Hoje é assegurado ao Ministério Público pela carta política de 1988: a) a vitaliciedade, consistente na garantia da perda do cargo, após dois anos de exercício, apenas por decisão judicial transitada em julgado; b) a inamovibilidade consiste na circunstância de a remoção só poder ocorrer por interesse público ou por decisão do órgão colegiado competente do próprio Ministério Público, pelo voto da maioria absoluta de seus membros, assegurada ampla defesa; c) irredutibilidade de subsídios; e d) foro privativo nos tribunais. Os membros do Ministério Público desfrutam de independência no exercício de sua função, inexistindo vinculo de subordinação, apenas o respeito à Constituição e às leis. No que se refere às garantias relativas à instituição, foram asseguradas a autonomia funcional, administrativa e financeira. A autonomia financeira consiste na possibilidade de elaborar sua proposta orçamentária dentro dos limites da Lei de Diretrizes Orçamentárias. Pode o Ministério Público propor ao Poder Legislativo a criação e a extinção de seus cargos, serviços auxiliares, provendo-os por concurso público de provas e títulos, a política remuneratória e os planos de carreira.

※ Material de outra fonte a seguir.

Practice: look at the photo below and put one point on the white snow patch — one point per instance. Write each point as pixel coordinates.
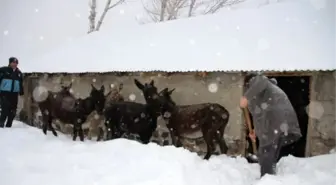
(132, 97)
(213, 87)
(40, 93)
(31, 158)
(315, 109)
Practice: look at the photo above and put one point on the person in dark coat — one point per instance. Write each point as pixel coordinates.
(11, 85)
(275, 121)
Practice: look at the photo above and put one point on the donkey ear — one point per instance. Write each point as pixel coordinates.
(102, 88)
(163, 91)
(138, 84)
(171, 91)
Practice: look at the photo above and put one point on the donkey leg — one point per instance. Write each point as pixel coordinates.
(80, 132)
(90, 134)
(208, 137)
(221, 141)
(45, 119)
(51, 127)
(75, 131)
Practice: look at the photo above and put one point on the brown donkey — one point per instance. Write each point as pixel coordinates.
(95, 122)
(207, 120)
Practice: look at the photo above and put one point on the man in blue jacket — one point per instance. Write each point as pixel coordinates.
(11, 85)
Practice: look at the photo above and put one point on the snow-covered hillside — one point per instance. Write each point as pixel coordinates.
(28, 157)
(30, 28)
(291, 35)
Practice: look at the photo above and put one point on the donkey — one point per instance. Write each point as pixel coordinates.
(67, 109)
(206, 120)
(95, 122)
(126, 118)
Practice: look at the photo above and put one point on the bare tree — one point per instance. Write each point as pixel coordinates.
(165, 10)
(93, 26)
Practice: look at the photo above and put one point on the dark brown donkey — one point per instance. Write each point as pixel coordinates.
(207, 120)
(66, 108)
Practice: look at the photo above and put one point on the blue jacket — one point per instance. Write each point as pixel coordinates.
(11, 81)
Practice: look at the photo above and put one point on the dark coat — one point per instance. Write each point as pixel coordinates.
(273, 114)
(11, 81)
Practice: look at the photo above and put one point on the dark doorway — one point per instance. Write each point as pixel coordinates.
(297, 90)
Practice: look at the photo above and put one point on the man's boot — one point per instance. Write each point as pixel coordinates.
(10, 119)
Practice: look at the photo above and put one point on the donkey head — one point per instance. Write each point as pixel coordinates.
(98, 98)
(150, 94)
(168, 104)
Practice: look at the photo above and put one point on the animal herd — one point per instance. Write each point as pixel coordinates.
(110, 116)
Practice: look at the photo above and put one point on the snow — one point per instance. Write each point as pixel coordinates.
(31, 158)
(289, 35)
(23, 27)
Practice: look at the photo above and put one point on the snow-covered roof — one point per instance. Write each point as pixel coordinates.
(284, 36)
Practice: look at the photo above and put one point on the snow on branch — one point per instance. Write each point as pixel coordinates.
(93, 26)
(165, 10)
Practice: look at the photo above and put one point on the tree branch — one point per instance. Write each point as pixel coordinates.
(92, 16)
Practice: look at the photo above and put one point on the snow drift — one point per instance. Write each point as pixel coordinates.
(31, 158)
(293, 35)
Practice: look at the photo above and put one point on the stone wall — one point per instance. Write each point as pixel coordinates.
(222, 88)
(322, 111)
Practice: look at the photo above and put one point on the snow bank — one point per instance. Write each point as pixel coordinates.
(290, 35)
(31, 158)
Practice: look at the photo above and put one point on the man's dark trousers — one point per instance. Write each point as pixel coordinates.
(8, 103)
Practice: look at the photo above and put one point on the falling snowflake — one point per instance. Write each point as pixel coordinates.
(213, 87)
(315, 109)
(192, 41)
(263, 44)
(132, 97)
(318, 4)
(143, 115)
(284, 128)
(40, 93)
(96, 116)
(334, 74)
(167, 114)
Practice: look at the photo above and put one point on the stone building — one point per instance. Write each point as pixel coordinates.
(296, 48)
(312, 94)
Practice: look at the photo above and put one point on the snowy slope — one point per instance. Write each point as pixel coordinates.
(291, 35)
(28, 157)
(31, 28)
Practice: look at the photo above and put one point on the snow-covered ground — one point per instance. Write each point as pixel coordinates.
(30, 158)
(291, 35)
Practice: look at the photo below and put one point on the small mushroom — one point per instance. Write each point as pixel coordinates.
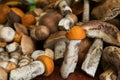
(64, 7)
(7, 34)
(111, 56)
(90, 64)
(40, 32)
(12, 47)
(4, 56)
(20, 28)
(111, 10)
(27, 45)
(51, 20)
(3, 74)
(24, 60)
(108, 74)
(67, 22)
(4, 10)
(53, 38)
(99, 29)
(57, 42)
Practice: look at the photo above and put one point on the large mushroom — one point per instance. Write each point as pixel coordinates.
(99, 29)
(111, 56)
(57, 42)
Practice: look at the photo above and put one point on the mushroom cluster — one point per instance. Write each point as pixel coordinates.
(49, 32)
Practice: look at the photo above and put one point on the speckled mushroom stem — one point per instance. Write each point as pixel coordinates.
(86, 11)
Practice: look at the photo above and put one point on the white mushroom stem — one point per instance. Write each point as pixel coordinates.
(108, 75)
(70, 59)
(28, 72)
(64, 7)
(92, 59)
(3, 74)
(60, 48)
(86, 11)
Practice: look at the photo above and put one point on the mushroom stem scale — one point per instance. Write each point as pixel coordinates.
(71, 58)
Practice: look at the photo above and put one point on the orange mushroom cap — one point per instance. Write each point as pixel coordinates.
(76, 33)
(18, 11)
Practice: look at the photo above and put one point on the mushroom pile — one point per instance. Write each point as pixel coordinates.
(32, 41)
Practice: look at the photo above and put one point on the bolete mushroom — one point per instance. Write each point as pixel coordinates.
(57, 42)
(75, 35)
(111, 56)
(51, 20)
(27, 45)
(26, 72)
(93, 57)
(3, 74)
(99, 29)
(7, 34)
(111, 10)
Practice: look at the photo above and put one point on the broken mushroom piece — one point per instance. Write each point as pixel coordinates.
(75, 35)
(27, 45)
(111, 55)
(99, 29)
(57, 42)
(28, 72)
(90, 64)
(108, 74)
(7, 34)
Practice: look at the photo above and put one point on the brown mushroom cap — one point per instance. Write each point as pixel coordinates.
(27, 45)
(51, 20)
(42, 32)
(53, 38)
(20, 28)
(106, 31)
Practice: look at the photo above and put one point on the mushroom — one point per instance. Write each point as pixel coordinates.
(4, 56)
(57, 41)
(12, 47)
(24, 60)
(3, 74)
(40, 32)
(4, 10)
(20, 28)
(111, 10)
(64, 7)
(67, 22)
(99, 29)
(28, 72)
(93, 56)
(75, 35)
(108, 74)
(111, 56)
(27, 45)
(51, 19)
(7, 34)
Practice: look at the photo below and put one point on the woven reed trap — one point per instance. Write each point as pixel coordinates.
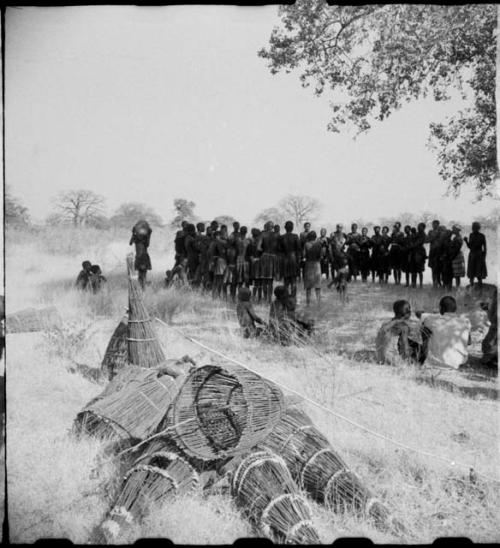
(158, 474)
(131, 406)
(143, 346)
(265, 491)
(319, 470)
(32, 319)
(222, 410)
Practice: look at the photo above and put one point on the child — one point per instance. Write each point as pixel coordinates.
(82, 281)
(246, 314)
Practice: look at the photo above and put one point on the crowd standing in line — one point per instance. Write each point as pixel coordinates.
(221, 262)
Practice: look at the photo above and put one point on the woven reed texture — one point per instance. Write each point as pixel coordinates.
(267, 495)
(133, 408)
(156, 475)
(143, 346)
(116, 355)
(32, 319)
(229, 410)
(319, 470)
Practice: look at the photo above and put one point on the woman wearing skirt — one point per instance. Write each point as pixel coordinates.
(312, 267)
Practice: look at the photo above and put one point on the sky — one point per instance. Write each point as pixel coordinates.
(150, 104)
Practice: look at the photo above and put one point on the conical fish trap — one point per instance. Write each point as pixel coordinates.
(132, 411)
(116, 355)
(265, 491)
(143, 346)
(158, 474)
(31, 319)
(318, 469)
(220, 411)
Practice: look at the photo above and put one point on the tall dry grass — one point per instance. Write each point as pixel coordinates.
(61, 487)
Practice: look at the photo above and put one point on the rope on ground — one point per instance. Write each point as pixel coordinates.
(330, 411)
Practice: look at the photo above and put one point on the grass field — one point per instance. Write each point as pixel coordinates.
(60, 487)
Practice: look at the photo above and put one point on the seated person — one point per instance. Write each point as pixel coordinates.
(246, 314)
(400, 338)
(446, 335)
(83, 279)
(96, 278)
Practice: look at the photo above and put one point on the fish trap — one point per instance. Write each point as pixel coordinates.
(143, 345)
(116, 355)
(319, 470)
(222, 410)
(32, 319)
(267, 495)
(130, 408)
(157, 475)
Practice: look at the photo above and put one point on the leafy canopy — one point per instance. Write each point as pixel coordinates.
(375, 58)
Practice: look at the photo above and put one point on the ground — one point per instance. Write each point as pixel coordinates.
(61, 487)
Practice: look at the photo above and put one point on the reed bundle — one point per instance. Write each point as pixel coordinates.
(265, 491)
(31, 319)
(116, 355)
(320, 471)
(159, 473)
(143, 346)
(220, 411)
(132, 411)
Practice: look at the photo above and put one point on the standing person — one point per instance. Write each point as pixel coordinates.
(253, 257)
(141, 236)
(312, 268)
(353, 251)
(364, 254)
(395, 252)
(457, 256)
(406, 247)
(192, 253)
(418, 256)
(476, 265)
(268, 246)
(325, 253)
(376, 245)
(433, 239)
(291, 249)
(338, 242)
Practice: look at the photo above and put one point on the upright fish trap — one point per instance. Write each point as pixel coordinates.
(222, 410)
(319, 470)
(132, 408)
(116, 355)
(157, 475)
(267, 495)
(143, 345)
(32, 319)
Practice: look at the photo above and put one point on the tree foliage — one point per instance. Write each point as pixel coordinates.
(375, 58)
(299, 209)
(184, 211)
(79, 207)
(16, 214)
(129, 213)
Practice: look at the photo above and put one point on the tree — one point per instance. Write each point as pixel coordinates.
(184, 211)
(16, 214)
(273, 214)
(299, 209)
(127, 214)
(79, 207)
(375, 58)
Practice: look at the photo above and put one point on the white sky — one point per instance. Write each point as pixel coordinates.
(152, 104)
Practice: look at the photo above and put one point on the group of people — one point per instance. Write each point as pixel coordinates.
(221, 261)
(90, 278)
(439, 340)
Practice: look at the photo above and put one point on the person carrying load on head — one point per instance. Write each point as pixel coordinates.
(83, 279)
(141, 235)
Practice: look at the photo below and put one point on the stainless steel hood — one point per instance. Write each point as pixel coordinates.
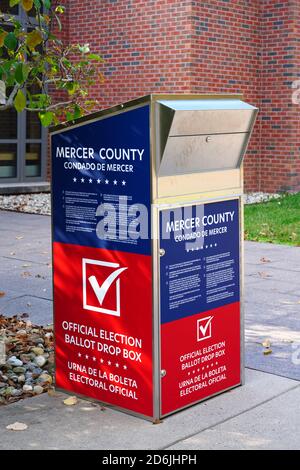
(202, 135)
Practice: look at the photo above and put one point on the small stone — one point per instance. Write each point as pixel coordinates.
(37, 351)
(40, 361)
(38, 389)
(37, 372)
(14, 362)
(22, 333)
(19, 370)
(38, 341)
(8, 391)
(45, 379)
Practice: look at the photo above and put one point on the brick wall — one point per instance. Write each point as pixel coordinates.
(171, 46)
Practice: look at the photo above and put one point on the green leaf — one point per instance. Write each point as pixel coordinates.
(69, 116)
(95, 57)
(77, 112)
(60, 9)
(12, 3)
(21, 73)
(27, 4)
(20, 101)
(10, 41)
(34, 39)
(46, 118)
(47, 4)
(85, 49)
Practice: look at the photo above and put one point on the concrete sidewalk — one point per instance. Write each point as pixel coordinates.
(264, 414)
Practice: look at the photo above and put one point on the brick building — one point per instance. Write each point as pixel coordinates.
(194, 46)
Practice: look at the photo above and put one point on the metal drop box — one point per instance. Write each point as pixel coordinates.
(148, 251)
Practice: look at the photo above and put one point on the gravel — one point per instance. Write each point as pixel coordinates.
(25, 370)
(39, 203)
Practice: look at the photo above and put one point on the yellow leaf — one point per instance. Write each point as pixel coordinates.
(27, 4)
(70, 401)
(34, 39)
(2, 37)
(267, 351)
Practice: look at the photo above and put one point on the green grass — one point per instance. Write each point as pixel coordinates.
(276, 221)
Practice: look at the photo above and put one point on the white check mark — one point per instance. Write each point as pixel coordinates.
(205, 327)
(101, 291)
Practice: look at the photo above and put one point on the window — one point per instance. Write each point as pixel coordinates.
(23, 141)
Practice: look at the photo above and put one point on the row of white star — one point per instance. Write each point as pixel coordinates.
(201, 247)
(98, 181)
(109, 363)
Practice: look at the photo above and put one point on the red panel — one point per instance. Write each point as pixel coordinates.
(104, 325)
(201, 356)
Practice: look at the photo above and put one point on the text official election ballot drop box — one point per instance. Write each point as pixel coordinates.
(147, 251)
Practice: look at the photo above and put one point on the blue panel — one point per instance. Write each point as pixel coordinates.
(200, 268)
(97, 163)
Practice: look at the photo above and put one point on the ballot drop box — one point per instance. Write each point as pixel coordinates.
(148, 251)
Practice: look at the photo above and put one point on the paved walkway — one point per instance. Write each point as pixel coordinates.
(264, 414)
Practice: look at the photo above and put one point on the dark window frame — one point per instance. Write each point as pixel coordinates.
(22, 139)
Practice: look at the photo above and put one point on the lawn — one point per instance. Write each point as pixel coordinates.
(276, 221)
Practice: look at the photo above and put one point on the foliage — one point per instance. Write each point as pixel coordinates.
(276, 221)
(36, 65)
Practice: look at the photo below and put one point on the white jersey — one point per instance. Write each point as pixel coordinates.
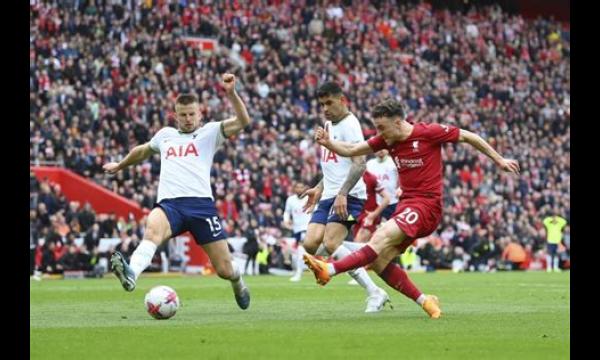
(387, 175)
(186, 160)
(293, 208)
(336, 167)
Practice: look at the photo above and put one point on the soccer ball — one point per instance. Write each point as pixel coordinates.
(161, 302)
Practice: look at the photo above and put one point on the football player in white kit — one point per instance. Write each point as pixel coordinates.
(341, 193)
(296, 219)
(185, 201)
(384, 168)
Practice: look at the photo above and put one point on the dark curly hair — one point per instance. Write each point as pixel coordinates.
(388, 108)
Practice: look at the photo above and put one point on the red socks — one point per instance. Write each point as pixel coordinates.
(397, 278)
(356, 259)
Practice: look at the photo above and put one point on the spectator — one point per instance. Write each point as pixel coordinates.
(92, 238)
(514, 255)
(554, 227)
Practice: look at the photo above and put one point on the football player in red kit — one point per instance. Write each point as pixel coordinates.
(417, 152)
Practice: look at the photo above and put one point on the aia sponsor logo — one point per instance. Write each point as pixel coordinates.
(182, 151)
(327, 155)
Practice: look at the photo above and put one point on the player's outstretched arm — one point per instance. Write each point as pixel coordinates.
(241, 119)
(340, 147)
(136, 155)
(477, 142)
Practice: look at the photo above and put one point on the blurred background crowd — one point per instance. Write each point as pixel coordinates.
(104, 76)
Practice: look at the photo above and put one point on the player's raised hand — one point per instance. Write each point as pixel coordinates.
(322, 136)
(510, 165)
(229, 83)
(111, 168)
(314, 195)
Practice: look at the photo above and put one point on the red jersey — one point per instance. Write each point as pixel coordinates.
(373, 187)
(419, 158)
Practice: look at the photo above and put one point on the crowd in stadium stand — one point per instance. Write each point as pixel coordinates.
(103, 78)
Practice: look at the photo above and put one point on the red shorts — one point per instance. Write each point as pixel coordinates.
(417, 218)
(360, 224)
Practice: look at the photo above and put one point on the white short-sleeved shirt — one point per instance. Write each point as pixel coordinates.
(335, 167)
(293, 209)
(387, 175)
(186, 160)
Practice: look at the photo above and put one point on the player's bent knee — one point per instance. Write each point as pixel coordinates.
(378, 241)
(311, 244)
(153, 235)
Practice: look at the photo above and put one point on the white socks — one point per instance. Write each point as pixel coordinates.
(142, 257)
(236, 280)
(360, 274)
(299, 260)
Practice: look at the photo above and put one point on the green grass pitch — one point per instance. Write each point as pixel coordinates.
(485, 316)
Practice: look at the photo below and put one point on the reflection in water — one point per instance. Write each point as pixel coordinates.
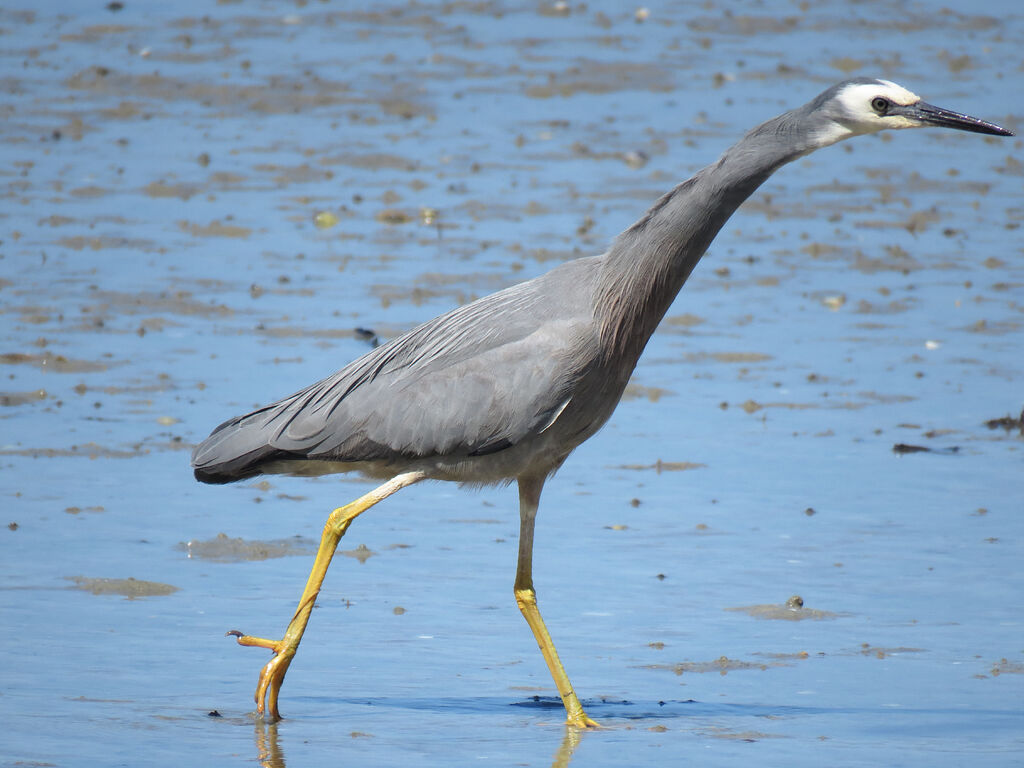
(269, 754)
(569, 741)
(267, 748)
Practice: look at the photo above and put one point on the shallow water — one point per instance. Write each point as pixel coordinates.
(166, 263)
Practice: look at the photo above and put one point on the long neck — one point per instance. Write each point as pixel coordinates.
(648, 263)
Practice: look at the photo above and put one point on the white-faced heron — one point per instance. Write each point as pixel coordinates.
(505, 388)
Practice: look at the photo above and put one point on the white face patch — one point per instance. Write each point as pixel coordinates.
(853, 115)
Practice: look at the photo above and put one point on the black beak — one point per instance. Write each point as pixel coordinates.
(929, 115)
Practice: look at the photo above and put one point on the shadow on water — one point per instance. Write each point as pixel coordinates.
(272, 740)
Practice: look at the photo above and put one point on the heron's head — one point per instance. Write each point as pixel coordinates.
(863, 105)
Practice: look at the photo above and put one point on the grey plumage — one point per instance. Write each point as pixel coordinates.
(505, 388)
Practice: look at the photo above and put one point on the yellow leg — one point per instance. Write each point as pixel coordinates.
(525, 597)
(272, 675)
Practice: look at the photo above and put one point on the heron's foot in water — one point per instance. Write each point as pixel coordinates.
(271, 677)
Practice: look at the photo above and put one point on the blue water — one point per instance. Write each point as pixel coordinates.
(161, 270)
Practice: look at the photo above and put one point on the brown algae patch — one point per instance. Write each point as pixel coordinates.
(722, 665)
(792, 610)
(223, 549)
(660, 466)
(130, 588)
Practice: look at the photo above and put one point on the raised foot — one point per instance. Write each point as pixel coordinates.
(582, 721)
(271, 677)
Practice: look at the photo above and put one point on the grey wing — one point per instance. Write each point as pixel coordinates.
(473, 381)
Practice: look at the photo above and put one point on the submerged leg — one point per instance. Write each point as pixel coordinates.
(525, 597)
(272, 675)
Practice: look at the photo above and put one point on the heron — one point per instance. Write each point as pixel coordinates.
(504, 388)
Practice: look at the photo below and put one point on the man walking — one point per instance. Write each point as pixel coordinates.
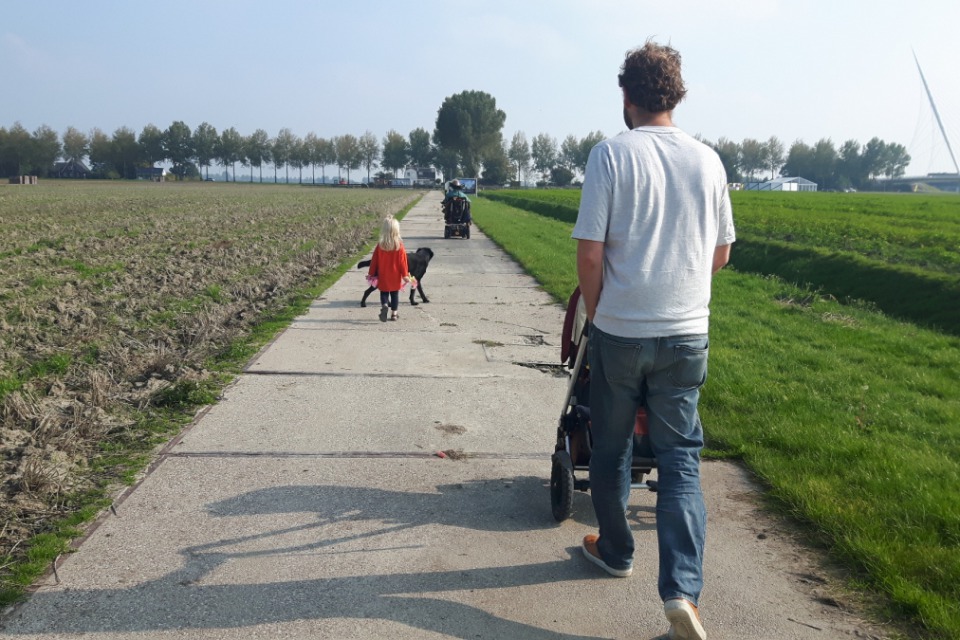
(654, 225)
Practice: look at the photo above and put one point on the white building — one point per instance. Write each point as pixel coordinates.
(782, 184)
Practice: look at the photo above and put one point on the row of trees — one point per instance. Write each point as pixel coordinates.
(189, 152)
(852, 165)
(467, 140)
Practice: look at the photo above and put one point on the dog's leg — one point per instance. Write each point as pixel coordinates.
(366, 294)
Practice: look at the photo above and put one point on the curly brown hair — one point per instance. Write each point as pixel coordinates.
(651, 78)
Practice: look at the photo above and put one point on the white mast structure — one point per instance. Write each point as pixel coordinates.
(936, 114)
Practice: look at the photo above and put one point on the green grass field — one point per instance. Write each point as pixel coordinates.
(899, 252)
(850, 417)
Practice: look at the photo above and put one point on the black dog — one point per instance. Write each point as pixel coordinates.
(417, 262)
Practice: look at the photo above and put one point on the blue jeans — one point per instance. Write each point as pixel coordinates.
(667, 374)
(390, 299)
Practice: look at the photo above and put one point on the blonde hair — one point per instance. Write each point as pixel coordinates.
(390, 239)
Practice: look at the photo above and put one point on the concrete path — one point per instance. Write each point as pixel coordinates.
(310, 503)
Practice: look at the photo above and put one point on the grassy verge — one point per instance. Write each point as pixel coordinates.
(898, 252)
(851, 418)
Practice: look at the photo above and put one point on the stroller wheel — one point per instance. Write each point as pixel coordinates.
(561, 486)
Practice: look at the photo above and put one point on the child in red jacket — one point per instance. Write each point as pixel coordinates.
(389, 266)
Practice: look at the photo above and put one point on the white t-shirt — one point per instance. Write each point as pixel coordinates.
(657, 198)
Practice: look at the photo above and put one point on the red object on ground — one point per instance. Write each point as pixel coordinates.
(640, 427)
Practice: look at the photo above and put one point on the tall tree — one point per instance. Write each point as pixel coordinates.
(422, 153)
(729, 152)
(101, 153)
(281, 152)
(825, 164)
(470, 124)
(570, 152)
(396, 152)
(205, 142)
(369, 151)
(850, 165)
(258, 151)
(773, 151)
(752, 158)
(229, 149)
(178, 148)
(46, 148)
(496, 167)
(300, 156)
(151, 144)
(311, 145)
(326, 155)
(544, 154)
(76, 144)
(519, 154)
(587, 144)
(897, 160)
(127, 154)
(348, 153)
(800, 160)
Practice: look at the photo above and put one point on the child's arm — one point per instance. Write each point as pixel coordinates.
(374, 261)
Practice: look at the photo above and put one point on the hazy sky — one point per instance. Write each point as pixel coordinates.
(803, 69)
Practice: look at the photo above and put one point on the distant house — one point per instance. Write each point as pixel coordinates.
(156, 174)
(70, 169)
(421, 176)
(781, 184)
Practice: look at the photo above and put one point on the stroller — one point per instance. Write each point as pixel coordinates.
(574, 440)
(456, 215)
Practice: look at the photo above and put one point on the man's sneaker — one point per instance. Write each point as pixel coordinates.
(592, 553)
(684, 620)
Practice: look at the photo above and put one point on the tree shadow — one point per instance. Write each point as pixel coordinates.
(185, 599)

Cabe à lei dispor sobre sua organização e funcionamento. Desfruta de autonomia funcional e administrativa, “com possibilidade de prover diretamente seus cargos”. Essas alterações conferiram possibilidade prática ao Ministério Público de investigar e reprimir os poderosos, não apenas na esfera criminal, como também defendendo os direitos dos consumidores, defendendo o meio ambiente, etc.
Pode-se citar também, como avanço, a previsão da fiscalização pelo Poder Legislativo com auxílio dos Tribunais de Contas, a previsão expressa e direta de diversas ações constitucionais para assegurar e implementar direitos individuais ou coletivos, a equiparação entre o trabalhador rural e urbano, muitos são os exemplos.
Apesar dos 29 anos de vigência, ela ainda não está totalmente efetivada?
A Constituição de 1988 se classifica como “programática”, isto é, ela instituiu programas a serem implementados ao longo do tempo, importantes institutos foram implementados e muitos outros ainda dependem leis para sua implementação. Daí a necessidade de o povo conhecer a Constituição e exigir de seus representantes a efetividade da Constituição. Ou seja, a chave para a efetividade das previsões constitucionais é a democracia, o voto consciente e a participação popular. Como, por exemplo, a pressão das manifestações populares de 2013 e a edição da Lei das Organizações Criminosas (Lei nº 12.850/2013) que institui a “colaboração premiada” e permitiu reprimir crimes de colarinho branco como jamais se imaginou que fosse possível no Brasil.
É fato que ainda persistir uma realidade muito diferente das promessas constitucionais, sendo recorrente o exemplo da previsão como direito social de um salário mínimo capaz de atender necessidades vitais básicas da pessoa e de sua família, dentre muito outros exemplos. O próprio guardião da Constituição, o Supremo Tribunal Federal, já declarou a existência de um “Estado de Coisas Inconstitucional” ao julgar a ADPF nº 347/DF no que toca ao sistema carcerário brasileiro. Mesmo assim, esta é a Constituição mais longa de nossa história – com exceção da Constituição Imperial de 1824 – e, certamente, a que mais foi cumprida. Cabe ao povo exigir mais.